Right. Child of God I have. I'm just going to do that next after I finish the trilogy [All the Pretty Horses, The Crossing and Cities of the Plain]. I'm just on the last book of the trilogy.
I think Child of God's probably my favorite.
Yeah? Is it more macabre?
Well, it's pretty fucked up.
I love that aspect of him, you know.
I like small, tightly wound books. Like really good novellas. You know, fiction that in a way operates like poetry in its preciseness.
That's what I like about Lolita, because the whole thing is like a big tone poem, you know.
Well then, I think you'll like Child of God.
That's the next one I'm going to read right after I, I'm almost finished with Cities of the Plain.
I think it's probably the tightest of McCarthy's early work.
Did you read The Road, though?
It's so heavy. And it just stays with you. And it's so awful.
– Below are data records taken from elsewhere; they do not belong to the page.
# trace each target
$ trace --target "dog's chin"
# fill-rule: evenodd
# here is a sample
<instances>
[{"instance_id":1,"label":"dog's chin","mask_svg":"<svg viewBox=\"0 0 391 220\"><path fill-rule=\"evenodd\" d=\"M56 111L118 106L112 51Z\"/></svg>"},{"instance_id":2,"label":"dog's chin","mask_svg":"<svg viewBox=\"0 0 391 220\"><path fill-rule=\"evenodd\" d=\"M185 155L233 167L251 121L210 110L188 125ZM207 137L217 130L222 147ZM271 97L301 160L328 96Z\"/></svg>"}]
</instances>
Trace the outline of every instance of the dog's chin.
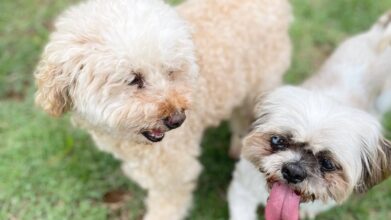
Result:
<instances>
[{"instance_id":1,"label":"dog's chin","mask_svg":"<svg viewBox=\"0 0 391 220\"><path fill-rule=\"evenodd\" d=\"M306 193L303 190L301 190L300 187L297 187L295 185L289 184L285 180L277 180L277 179L271 180L271 179L268 179L267 180L267 186L268 186L269 192L272 190L273 185L275 183L278 183L278 182L287 185L289 188L292 189L292 191L295 192L296 195L300 196L300 203L313 202L313 201L315 201L317 199L315 194Z\"/></svg>"},{"instance_id":2,"label":"dog's chin","mask_svg":"<svg viewBox=\"0 0 391 220\"><path fill-rule=\"evenodd\" d=\"M165 131L162 129L151 129L142 131L141 134L150 142L160 142L164 139Z\"/></svg>"}]
</instances>

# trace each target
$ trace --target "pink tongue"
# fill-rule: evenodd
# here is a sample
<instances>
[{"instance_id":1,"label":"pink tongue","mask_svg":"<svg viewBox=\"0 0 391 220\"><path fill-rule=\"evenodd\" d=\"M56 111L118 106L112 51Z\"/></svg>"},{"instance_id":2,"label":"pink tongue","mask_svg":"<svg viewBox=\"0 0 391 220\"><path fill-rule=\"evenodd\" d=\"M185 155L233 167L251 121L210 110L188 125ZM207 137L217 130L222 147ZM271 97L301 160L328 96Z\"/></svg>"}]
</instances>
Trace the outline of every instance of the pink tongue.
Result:
<instances>
[{"instance_id":1,"label":"pink tongue","mask_svg":"<svg viewBox=\"0 0 391 220\"><path fill-rule=\"evenodd\" d=\"M274 183L266 204L266 220L299 219L300 196L286 184Z\"/></svg>"},{"instance_id":2,"label":"pink tongue","mask_svg":"<svg viewBox=\"0 0 391 220\"><path fill-rule=\"evenodd\" d=\"M156 136L159 136L161 135L161 131L159 129L152 129L152 134L156 135Z\"/></svg>"}]
</instances>

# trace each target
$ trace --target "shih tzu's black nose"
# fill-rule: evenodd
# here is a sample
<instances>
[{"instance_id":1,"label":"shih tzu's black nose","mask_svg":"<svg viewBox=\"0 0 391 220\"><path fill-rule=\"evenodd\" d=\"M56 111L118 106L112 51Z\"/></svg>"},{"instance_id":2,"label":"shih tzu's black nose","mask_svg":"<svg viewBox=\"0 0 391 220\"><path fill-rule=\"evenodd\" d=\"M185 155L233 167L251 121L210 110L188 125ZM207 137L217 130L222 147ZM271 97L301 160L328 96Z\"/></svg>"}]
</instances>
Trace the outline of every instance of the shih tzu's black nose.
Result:
<instances>
[{"instance_id":1,"label":"shih tzu's black nose","mask_svg":"<svg viewBox=\"0 0 391 220\"><path fill-rule=\"evenodd\" d=\"M169 129L178 128L183 124L186 119L186 114L182 111L176 111L172 113L170 116L163 119L164 125L166 125Z\"/></svg>"},{"instance_id":2,"label":"shih tzu's black nose","mask_svg":"<svg viewBox=\"0 0 391 220\"><path fill-rule=\"evenodd\" d=\"M307 172L298 163L286 163L281 169L282 176L288 183L300 183L307 177Z\"/></svg>"}]
</instances>

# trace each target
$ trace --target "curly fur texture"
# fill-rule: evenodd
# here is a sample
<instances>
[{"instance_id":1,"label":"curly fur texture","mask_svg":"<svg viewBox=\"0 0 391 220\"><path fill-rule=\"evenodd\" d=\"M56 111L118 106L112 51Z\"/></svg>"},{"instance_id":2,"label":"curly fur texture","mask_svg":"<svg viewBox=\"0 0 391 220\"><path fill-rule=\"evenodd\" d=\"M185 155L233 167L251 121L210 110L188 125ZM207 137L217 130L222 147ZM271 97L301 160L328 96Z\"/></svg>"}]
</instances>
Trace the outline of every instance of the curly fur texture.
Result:
<instances>
[{"instance_id":1,"label":"curly fur texture","mask_svg":"<svg viewBox=\"0 0 391 220\"><path fill-rule=\"evenodd\" d=\"M238 139L247 103L279 85L290 64L286 0L189 0L176 9L161 0L74 6L35 73L37 104L53 116L70 111L148 190L145 219L187 215L203 131L233 117ZM169 131L164 119L178 111L187 119ZM165 136L152 143L144 131Z\"/></svg>"}]
</instances>

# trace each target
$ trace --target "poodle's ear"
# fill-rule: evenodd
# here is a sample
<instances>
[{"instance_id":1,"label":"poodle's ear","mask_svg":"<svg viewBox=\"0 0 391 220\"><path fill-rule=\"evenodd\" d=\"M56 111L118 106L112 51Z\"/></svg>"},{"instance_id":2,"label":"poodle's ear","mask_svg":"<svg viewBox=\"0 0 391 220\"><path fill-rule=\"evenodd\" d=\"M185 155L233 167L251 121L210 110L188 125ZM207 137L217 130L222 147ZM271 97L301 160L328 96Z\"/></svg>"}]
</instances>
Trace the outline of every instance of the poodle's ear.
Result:
<instances>
[{"instance_id":1,"label":"poodle's ear","mask_svg":"<svg viewBox=\"0 0 391 220\"><path fill-rule=\"evenodd\" d=\"M363 193L379 184L391 175L391 142L385 138L379 140L377 155L367 162L363 162L363 173L356 191Z\"/></svg>"},{"instance_id":2,"label":"poodle's ear","mask_svg":"<svg viewBox=\"0 0 391 220\"><path fill-rule=\"evenodd\" d=\"M61 27L57 27L61 29ZM34 73L35 102L48 114L58 117L72 108L76 79L84 71L84 60L99 41L93 36L54 32Z\"/></svg>"},{"instance_id":3,"label":"poodle's ear","mask_svg":"<svg viewBox=\"0 0 391 220\"><path fill-rule=\"evenodd\" d=\"M72 105L69 97L70 74L63 65L49 63L43 58L34 74L38 87L35 102L54 117L61 116Z\"/></svg>"}]
</instances>

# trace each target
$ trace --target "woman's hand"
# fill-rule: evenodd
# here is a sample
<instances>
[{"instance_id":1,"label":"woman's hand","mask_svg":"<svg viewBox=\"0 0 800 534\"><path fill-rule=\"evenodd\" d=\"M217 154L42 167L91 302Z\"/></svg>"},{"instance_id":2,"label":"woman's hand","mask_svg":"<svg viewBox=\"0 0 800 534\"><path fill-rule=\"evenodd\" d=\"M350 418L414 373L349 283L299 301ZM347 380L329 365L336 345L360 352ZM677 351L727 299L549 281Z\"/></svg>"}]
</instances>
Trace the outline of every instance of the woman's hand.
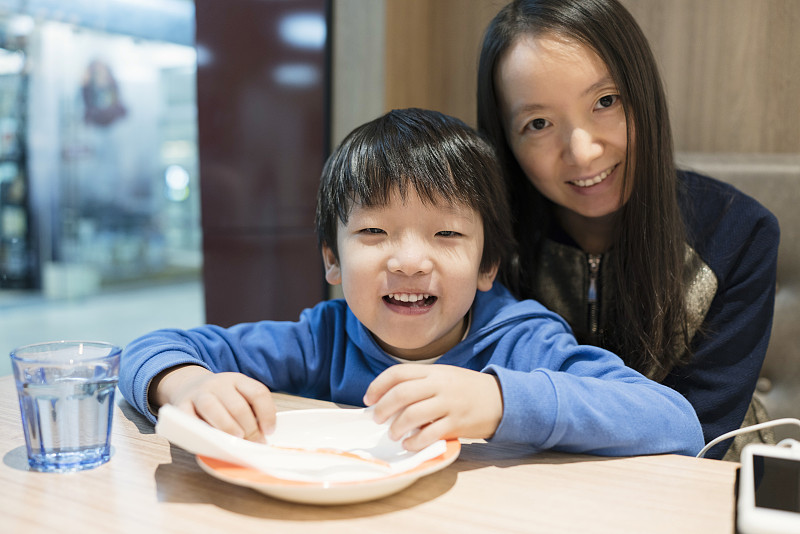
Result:
<instances>
[{"instance_id":1,"label":"woman's hand","mask_svg":"<svg viewBox=\"0 0 800 534\"><path fill-rule=\"evenodd\" d=\"M199 365L167 369L150 385L156 407L172 404L228 434L264 443L275 429L267 386L241 373L212 373Z\"/></svg>"},{"instance_id":2,"label":"woman's hand","mask_svg":"<svg viewBox=\"0 0 800 534\"><path fill-rule=\"evenodd\" d=\"M494 375L450 365L393 365L370 384L364 404L378 423L394 417L392 439L419 429L403 440L410 451L439 439L490 438L503 417Z\"/></svg>"}]
</instances>

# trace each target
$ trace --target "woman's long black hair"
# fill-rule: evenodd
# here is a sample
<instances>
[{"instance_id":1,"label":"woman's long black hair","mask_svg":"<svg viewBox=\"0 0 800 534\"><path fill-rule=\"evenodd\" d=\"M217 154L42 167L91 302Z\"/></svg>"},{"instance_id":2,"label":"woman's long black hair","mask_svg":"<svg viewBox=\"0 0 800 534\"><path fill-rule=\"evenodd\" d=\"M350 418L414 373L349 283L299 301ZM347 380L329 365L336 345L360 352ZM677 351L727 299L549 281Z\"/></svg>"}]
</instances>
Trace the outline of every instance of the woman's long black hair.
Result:
<instances>
[{"instance_id":1,"label":"woman's long black hair","mask_svg":"<svg viewBox=\"0 0 800 534\"><path fill-rule=\"evenodd\" d=\"M606 332L605 344L630 367L662 380L690 356L683 277L686 229L677 202L666 97L650 46L617 0L517 0L486 30L478 67L478 128L500 157L519 243L515 263L501 274L519 296L533 298L552 207L506 142L495 88L499 61L522 36L554 36L589 47L605 62L619 90L628 124L623 190L632 184L632 192L620 209L612 244L618 257L616 325Z\"/></svg>"}]
</instances>

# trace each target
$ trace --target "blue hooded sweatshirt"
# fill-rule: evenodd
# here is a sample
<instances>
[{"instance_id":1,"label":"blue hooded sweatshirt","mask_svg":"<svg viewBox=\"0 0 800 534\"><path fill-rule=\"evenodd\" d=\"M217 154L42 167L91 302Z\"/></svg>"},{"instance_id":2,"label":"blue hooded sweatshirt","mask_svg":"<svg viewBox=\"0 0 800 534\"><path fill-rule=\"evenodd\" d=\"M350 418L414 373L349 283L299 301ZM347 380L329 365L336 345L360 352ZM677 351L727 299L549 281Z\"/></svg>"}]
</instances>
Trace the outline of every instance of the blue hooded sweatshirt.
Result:
<instances>
[{"instance_id":1,"label":"blue hooded sweatshirt","mask_svg":"<svg viewBox=\"0 0 800 534\"><path fill-rule=\"evenodd\" d=\"M363 405L372 380L392 365L344 300L306 309L297 322L260 321L158 330L122 356L119 388L155 422L148 388L161 371L197 364L240 372L272 391ZM495 283L477 292L466 337L434 365L496 375L503 417L492 441L607 456L678 453L703 447L700 423L676 391L628 368L616 355L579 345L567 323Z\"/></svg>"}]
</instances>

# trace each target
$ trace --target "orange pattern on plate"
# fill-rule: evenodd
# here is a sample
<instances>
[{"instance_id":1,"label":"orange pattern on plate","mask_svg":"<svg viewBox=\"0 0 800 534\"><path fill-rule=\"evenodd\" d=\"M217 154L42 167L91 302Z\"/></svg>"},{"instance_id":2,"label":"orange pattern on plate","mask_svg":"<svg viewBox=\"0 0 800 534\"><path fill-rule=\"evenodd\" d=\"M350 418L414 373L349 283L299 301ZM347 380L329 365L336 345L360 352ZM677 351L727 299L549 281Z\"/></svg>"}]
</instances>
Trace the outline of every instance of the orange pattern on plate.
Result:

It's awful but it's so compelling at the same time. You should read it. I recommend it. In the fucking blurb in the book it says it's his most accessible book and in a way it kind of is because it's different than the other ones, but it's not, you know. But it's very, very tight.
I'll put it on the summer reading list.
Yeah, I recommend it highly, but it really stays with you. It's about this guy traveling after some sort of unspecified nuclear event, you know. And there's nothing. There's just nothing. He's just traveling through this world of nothingness with his kid. It's gruesome, but fascinating.
Would it make a good movie?
No, it's so mental in a way. I don't know. I don't think you could capture the same thing that reading it does to your brain. I don't know. I think the trilogy would make a great . . . Didn't they make Pretty Horses into a film?
Yeah, Billy Bob Thornton directed that one. And I think maybe even Penelope Cruz was in it. I think she was the . . .
The girl, yeah. Huh. I was thinking that those three might work, and then I kept seeing Blood Meridian as some sort of a Jodorowsky/Fellini fucking fever dream type film, you know. Because that's a great thing. Because his fucking writing is like so hypnotic it pulls you in. It lulls you. And some of them are these long spaces where nothing happens except for imagery and scenery and this visceral shit, and then these little bursts of action and violence. It's terrific shit. I'm really enjoying it. I'm a big reader, as you can see.
I can definitely can tell. So here's kind of a segue. Tell me the name of a movie you've seen at least three times.
Shit. Any of those Fellini . . . 8 1/2 is one of my favorite movies of all time. I watch that repeatedly. And I was watching fucking No Country for Old Men several times because there's something about it and that's what drew me into the reading of all his stuff.
Was that your favorite movie of last year?
Yeah. No, I liked the Sinclair Lewis thing [There Will Be Blood, adapted from Lewis' Oil!]. I liked that too. I've got to read that yet too. I have that on my . . . I buy all these fucking books and I don't have enough time to read them. I've got to read that yet. I read The Jungle which is kind of cool.